No, but I also see his finger on the trigger while he's looking at the camera!

On the other note, toy guns are fine. Let them play!
Just thought I'd resurrect my own thread. I was watching a 20/20 special last Friday night about kids and guns in the house. They had 4-6 year olds who watched the NRA safety video and were taught to leave guns alone and tell an adult, and then they put the kids in a play room where a gun was (unloaded, of course). Then they set up a camera. 80% of the boys and 40% of the girls picked up the gun, pointed it at each other, themselves, pulled the trigger, etc. The older kids (10 and above) were much more responsible. Once they become teens, all bets are off in many cases. Showing off to your friends and re-enacting Call of Duty can trump years of gun safety lessons.
Never got the whole "I can't lock my gun up. If there's a home invasion, I won't get to it" argument. The odds of that happening are very remote, and the odds are much higher that there is gonna be a tragedy. Some of these parents leave them on their nightstand loaded with kids in the house. One of the parents, a cop in a small town, left a loaded gun in his bedroom on top of a 5 foor dresser, in case somebody he arrested came for some payback. His 3 year old was told NEVER go into daddy's room and NEVER touch a gun. He shot himself in the head while playing with it.
Seems biology is against us. Try as we might, a 6 year old can NOT be counted on to remember what you have told him
Yeah.
My brother, when he was 17, bought a pistol from somebody down on the corner. He called me into his bedroom, SHOWED me the gun (in a greasy rag in his desk drawer), told me not to mess with it, and then went off somewhere in his car.
I had that gun out of his desk before he was a block away. Only thing that prevented me from doing something REALLY DUMB, was I did not know how to unload it. I seriously wanted to play with it, but I could see the caseheads at the back of the cylinder and did not know how to open it to unload. So I wrapped it back in the rag and put it back in the drawer.
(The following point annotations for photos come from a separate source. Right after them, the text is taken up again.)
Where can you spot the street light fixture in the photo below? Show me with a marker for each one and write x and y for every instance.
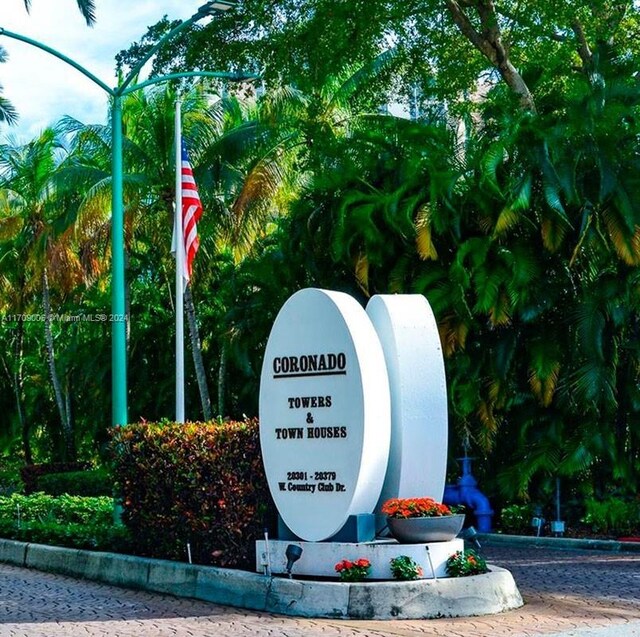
(209, 8)
(118, 309)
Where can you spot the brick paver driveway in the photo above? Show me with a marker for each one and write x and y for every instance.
(563, 591)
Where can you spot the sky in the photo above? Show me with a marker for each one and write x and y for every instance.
(43, 88)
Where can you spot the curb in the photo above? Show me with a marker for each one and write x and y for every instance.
(560, 543)
(493, 592)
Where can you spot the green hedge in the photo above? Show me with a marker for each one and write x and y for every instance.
(201, 484)
(71, 521)
(32, 473)
(93, 482)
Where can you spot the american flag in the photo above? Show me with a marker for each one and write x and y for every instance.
(191, 213)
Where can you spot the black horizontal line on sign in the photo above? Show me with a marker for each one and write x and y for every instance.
(338, 373)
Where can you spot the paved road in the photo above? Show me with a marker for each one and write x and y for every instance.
(567, 593)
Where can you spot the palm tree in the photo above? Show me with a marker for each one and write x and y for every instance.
(37, 223)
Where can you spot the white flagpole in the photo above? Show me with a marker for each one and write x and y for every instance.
(179, 235)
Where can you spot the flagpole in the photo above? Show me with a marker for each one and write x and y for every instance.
(178, 233)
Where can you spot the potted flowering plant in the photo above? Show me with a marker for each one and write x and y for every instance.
(405, 568)
(464, 563)
(419, 520)
(354, 571)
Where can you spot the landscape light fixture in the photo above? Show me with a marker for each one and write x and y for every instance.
(292, 554)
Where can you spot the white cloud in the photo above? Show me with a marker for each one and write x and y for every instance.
(43, 88)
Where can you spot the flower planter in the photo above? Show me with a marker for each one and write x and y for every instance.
(421, 530)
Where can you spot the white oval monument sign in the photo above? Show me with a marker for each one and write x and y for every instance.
(409, 336)
(324, 413)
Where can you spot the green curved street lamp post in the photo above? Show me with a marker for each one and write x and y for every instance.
(118, 309)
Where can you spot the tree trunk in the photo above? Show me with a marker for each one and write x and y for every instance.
(489, 43)
(196, 350)
(222, 375)
(16, 379)
(18, 385)
(67, 433)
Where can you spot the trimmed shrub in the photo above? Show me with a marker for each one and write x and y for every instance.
(32, 473)
(71, 521)
(201, 484)
(516, 519)
(92, 483)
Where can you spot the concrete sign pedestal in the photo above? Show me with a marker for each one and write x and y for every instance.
(318, 559)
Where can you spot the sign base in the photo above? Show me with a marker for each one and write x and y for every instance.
(318, 559)
(358, 528)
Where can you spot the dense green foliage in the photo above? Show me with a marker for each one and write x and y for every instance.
(90, 483)
(200, 485)
(616, 516)
(510, 199)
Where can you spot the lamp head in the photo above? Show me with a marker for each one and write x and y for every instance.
(216, 6)
(292, 554)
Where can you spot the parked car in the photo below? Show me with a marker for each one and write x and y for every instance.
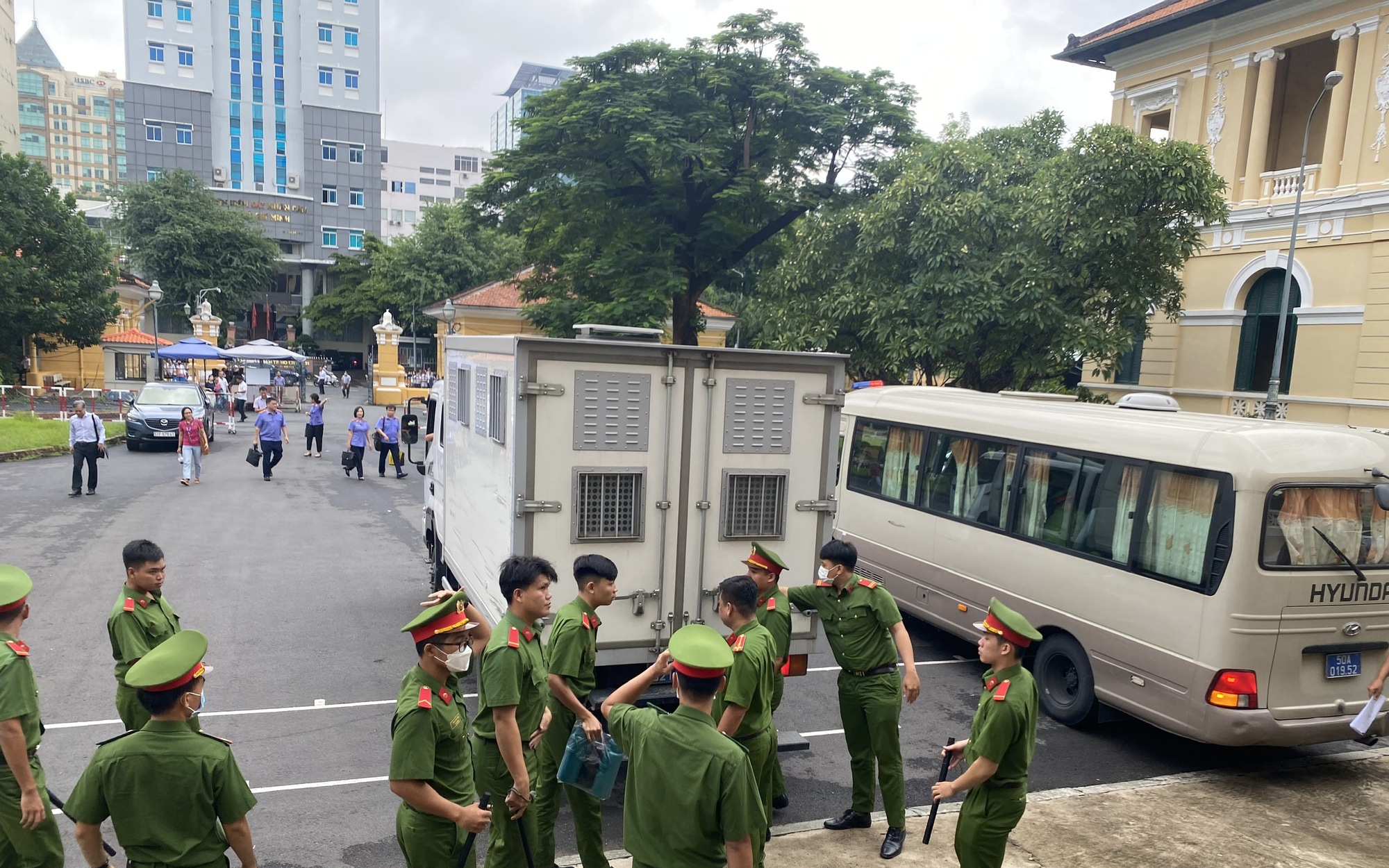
(158, 409)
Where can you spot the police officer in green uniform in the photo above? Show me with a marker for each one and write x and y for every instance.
(431, 759)
(141, 619)
(573, 652)
(745, 705)
(766, 567)
(866, 635)
(1001, 744)
(512, 715)
(691, 798)
(28, 834)
(176, 796)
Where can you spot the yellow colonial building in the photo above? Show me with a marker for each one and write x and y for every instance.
(1241, 78)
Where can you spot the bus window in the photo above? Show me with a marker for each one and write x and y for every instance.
(1177, 528)
(1347, 515)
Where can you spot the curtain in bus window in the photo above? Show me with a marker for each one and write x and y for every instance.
(1179, 526)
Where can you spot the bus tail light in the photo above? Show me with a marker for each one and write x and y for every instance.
(1234, 690)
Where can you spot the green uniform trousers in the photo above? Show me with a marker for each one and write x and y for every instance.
(491, 776)
(588, 812)
(987, 817)
(429, 841)
(23, 848)
(870, 708)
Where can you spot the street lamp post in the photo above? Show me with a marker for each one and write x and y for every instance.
(1334, 78)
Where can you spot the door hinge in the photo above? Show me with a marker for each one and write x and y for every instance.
(538, 506)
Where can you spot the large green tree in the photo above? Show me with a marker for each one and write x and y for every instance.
(997, 260)
(180, 234)
(656, 172)
(56, 274)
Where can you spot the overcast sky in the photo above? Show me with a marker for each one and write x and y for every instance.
(445, 60)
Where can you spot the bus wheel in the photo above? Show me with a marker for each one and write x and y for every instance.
(1066, 681)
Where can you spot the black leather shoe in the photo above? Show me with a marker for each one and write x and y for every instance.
(849, 820)
(892, 845)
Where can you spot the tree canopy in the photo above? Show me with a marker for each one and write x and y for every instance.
(180, 234)
(56, 274)
(655, 172)
(998, 260)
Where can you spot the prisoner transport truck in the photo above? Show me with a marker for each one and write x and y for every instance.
(670, 460)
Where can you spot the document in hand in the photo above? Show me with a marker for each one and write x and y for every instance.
(1367, 715)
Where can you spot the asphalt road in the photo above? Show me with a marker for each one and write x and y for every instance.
(302, 585)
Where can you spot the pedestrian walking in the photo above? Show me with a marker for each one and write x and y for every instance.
(573, 652)
(174, 796)
(691, 798)
(87, 440)
(765, 567)
(512, 710)
(431, 758)
(28, 834)
(358, 430)
(863, 627)
(315, 430)
(388, 442)
(1001, 745)
(141, 621)
(270, 437)
(192, 442)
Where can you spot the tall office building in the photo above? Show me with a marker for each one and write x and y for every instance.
(530, 81)
(276, 105)
(70, 123)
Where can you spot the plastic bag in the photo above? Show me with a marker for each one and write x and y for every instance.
(591, 766)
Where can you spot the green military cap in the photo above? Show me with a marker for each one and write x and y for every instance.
(1004, 621)
(444, 619)
(174, 663)
(699, 652)
(766, 559)
(15, 588)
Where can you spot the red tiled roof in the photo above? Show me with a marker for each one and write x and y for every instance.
(135, 337)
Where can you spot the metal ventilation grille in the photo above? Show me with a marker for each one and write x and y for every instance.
(612, 412)
(755, 505)
(758, 416)
(608, 505)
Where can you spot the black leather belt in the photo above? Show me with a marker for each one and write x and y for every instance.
(883, 670)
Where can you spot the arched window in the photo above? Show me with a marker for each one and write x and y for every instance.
(1259, 334)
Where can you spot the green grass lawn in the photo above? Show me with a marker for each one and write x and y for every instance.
(31, 433)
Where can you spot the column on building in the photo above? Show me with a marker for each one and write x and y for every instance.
(1263, 117)
(1340, 115)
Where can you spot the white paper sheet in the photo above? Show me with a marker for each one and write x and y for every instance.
(1367, 715)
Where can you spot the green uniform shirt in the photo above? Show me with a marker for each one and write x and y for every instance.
(433, 744)
(1005, 727)
(856, 620)
(138, 627)
(165, 788)
(19, 694)
(513, 674)
(688, 788)
(574, 646)
(751, 680)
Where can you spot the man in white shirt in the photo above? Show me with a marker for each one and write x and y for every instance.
(87, 440)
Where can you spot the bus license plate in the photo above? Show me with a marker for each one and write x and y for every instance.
(1344, 666)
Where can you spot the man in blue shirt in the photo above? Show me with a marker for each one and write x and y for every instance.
(388, 434)
(270, 437)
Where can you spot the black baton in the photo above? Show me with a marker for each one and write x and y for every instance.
(935, 803)
(473, 837)
(58, 803)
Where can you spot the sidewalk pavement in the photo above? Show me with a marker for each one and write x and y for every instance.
(1327, 810)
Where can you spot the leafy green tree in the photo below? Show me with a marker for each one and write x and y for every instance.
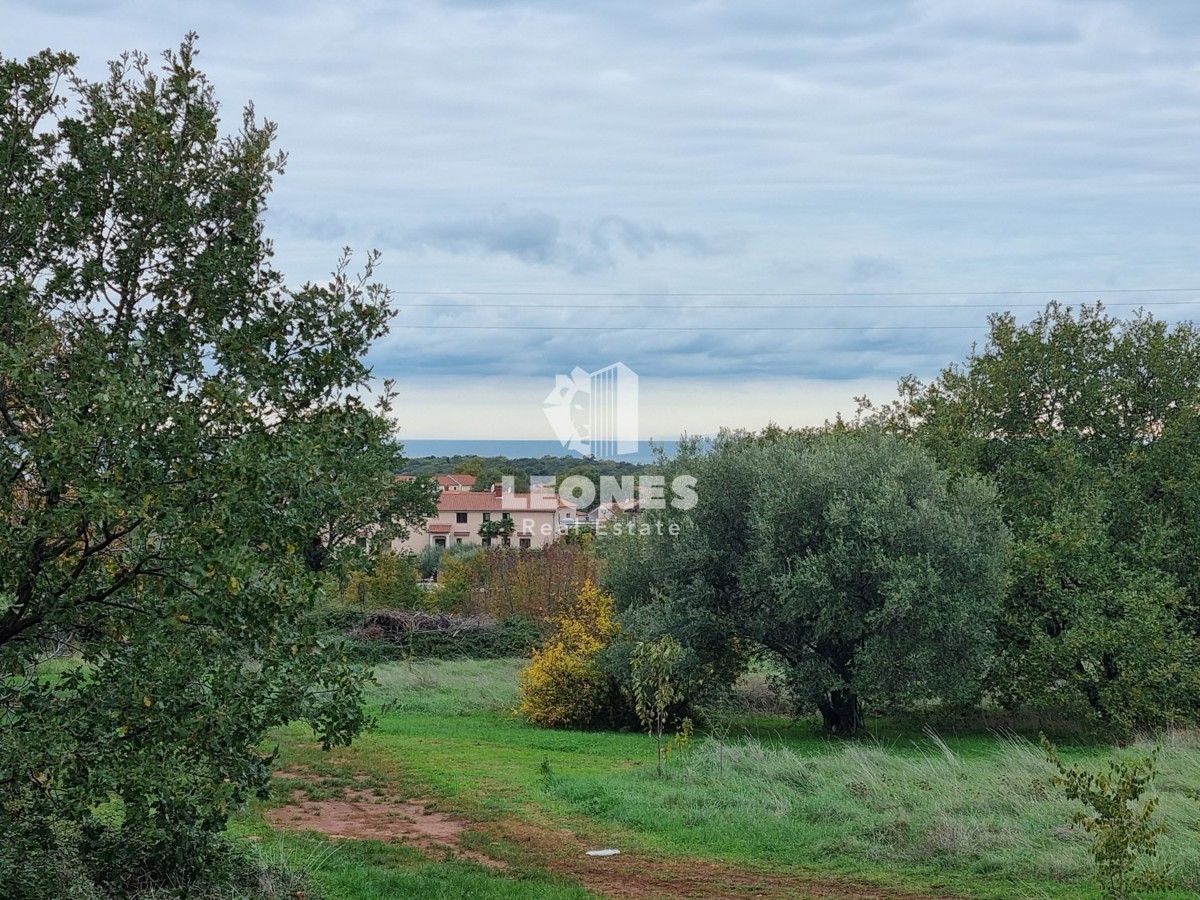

Jump forward 20 years. He takes his new stepdaughter (around 10 or so) into his bedroom, lifts up the mattress and says, "See that. That's my gun. Don't touch it".
Me, on t'other hand, told my kids, "You ever want to see a gun, you don't need to sneak it. Just ask. Me or Mama will get it for you." They bugged the hell out of me, for about a week. I'd walk in the door at night and it was, "Can I see the gun? Lemme see the gun."
For about a week. Then they didn't care. It was no big deal. It was like, "over there is a lamp, that's the TV, there's the dining-room table, there's Daddy's gun, there's the stove". There was no mystery.
I certainly wouldn't argue against your points or your approach, which are obviously well thought out.I don't have a "problem" with them. As a parent, the thought of my child picking up a gun he is not supposed to have access to and shooting himself or another sickens me. While I can (and do) take steps to make sure that doesn't happen in my house, there are many who do NOT. While some may claim the show is biased, it did not show me anything I haven't already seen. Fathers leaving guns on high shelves or under the mattress, etc. The truth of the matter is that there are MANY people too stupid to own a BB gun, and they leave guns around because "my 6 year old knows not to touch it", which might be the case when he is in your presence but time and time again that logic is proven false, and because of some highly improbable home invasion scenario they saw on SWAT TV. Lock your doors and windows and get an alarm or a dog and you'll have the 5 seconds you need to get the gun out of the quick access safe.
Before i had kids, my gun was in the safe when I was not at home (the one I wasn't carrying), and on my nighstand when i got home. Once they came along, into the safe they went. I figure my heavy door and alarm will buy me the time I need to get to my handgun.
The best way to teach kids not to play with the real thing is to demystify them first, IMO. Kids who shoot each other by accident do so out of ignorance.
Even as a small child, I well knew the difference between my cap pistols and water pistols and my father's real guns. I think some solid education would go a long way even with small children. I also knew I could only play with my toys, and not with real guns.